The Celts can now better contend for the playoffs this year even with Jared Sullinger out for a stretch (really, grabbing that 8-seed and picking, say, 16th in the draft, is pretty much the same as not grabbing it and picking 13th or 14th, right?), still find plenty of time to play and develop Marcus Smart (and possibly free up more minutes for James Young in the absence of Prince) and maintain all the flexibility to go nuts come summer time. None of the potentially top-flight draft picks acquired these past couple of years have gone anywhere. Those picks Ainge stole from Brooklyn in the Paul Pierce/Kevin Garnett trade?

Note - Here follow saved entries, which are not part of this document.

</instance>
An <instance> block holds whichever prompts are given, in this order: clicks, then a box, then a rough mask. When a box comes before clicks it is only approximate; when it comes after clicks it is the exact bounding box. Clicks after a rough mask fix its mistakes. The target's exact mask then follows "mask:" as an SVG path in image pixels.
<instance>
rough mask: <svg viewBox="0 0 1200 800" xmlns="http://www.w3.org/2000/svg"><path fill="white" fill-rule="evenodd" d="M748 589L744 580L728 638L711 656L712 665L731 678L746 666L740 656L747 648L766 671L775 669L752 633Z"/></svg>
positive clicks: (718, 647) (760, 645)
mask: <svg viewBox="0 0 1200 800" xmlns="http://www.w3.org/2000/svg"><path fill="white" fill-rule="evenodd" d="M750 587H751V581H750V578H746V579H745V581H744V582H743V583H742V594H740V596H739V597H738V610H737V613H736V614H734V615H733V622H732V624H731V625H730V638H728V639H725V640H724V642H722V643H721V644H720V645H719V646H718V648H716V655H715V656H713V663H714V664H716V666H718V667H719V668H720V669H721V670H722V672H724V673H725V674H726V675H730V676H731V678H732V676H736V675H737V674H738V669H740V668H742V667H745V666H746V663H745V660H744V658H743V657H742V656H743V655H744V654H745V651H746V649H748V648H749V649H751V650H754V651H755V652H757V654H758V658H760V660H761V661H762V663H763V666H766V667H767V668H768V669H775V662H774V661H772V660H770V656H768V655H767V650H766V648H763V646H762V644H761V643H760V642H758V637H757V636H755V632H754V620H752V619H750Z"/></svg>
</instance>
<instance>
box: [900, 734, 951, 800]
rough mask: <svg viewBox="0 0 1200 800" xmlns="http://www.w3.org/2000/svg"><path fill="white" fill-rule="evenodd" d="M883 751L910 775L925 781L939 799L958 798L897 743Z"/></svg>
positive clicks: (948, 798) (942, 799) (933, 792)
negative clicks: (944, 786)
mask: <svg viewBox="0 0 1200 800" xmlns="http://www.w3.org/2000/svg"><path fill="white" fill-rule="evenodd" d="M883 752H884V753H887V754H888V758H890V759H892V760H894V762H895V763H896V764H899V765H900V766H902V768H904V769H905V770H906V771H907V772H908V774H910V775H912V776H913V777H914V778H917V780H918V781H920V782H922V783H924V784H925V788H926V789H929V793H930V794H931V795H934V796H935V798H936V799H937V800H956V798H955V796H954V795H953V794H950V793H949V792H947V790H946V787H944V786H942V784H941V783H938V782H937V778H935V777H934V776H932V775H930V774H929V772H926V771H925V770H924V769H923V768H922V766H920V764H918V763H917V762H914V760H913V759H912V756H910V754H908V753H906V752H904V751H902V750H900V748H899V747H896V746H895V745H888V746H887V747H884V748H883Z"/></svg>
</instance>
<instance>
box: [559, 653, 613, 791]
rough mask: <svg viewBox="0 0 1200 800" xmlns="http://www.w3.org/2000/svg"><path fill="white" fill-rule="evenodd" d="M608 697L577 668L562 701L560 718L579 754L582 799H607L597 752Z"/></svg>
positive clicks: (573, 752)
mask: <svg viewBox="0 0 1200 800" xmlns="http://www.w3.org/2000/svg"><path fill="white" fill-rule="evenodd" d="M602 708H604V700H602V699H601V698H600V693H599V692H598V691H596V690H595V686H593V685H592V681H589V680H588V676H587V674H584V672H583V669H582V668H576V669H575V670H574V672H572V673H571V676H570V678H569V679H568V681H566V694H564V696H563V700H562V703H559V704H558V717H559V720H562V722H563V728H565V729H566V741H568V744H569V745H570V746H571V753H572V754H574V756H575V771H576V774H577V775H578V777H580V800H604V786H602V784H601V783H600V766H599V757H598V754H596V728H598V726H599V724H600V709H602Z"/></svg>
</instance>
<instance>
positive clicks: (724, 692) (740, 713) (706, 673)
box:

Still here.
A year and a half later, the Celtics are left w/James Young, two 1st round picks + another swap. The Nets are left w/30 games of Thad Young.— Rich Levine (@rich_levine) February 19, 2015
And if for some reason Thomas doesn't work out, his contract makes him completely movable should the Celts feel the need to include him in targeting a big name or two in June and July.
This is a good day for the Celtics and their fans. They got better without giving up anything of consequence to do so and are just as flexible for the future as they've been all along.
There is light at the end of the rebuild tunnel and it's shining nice and bright.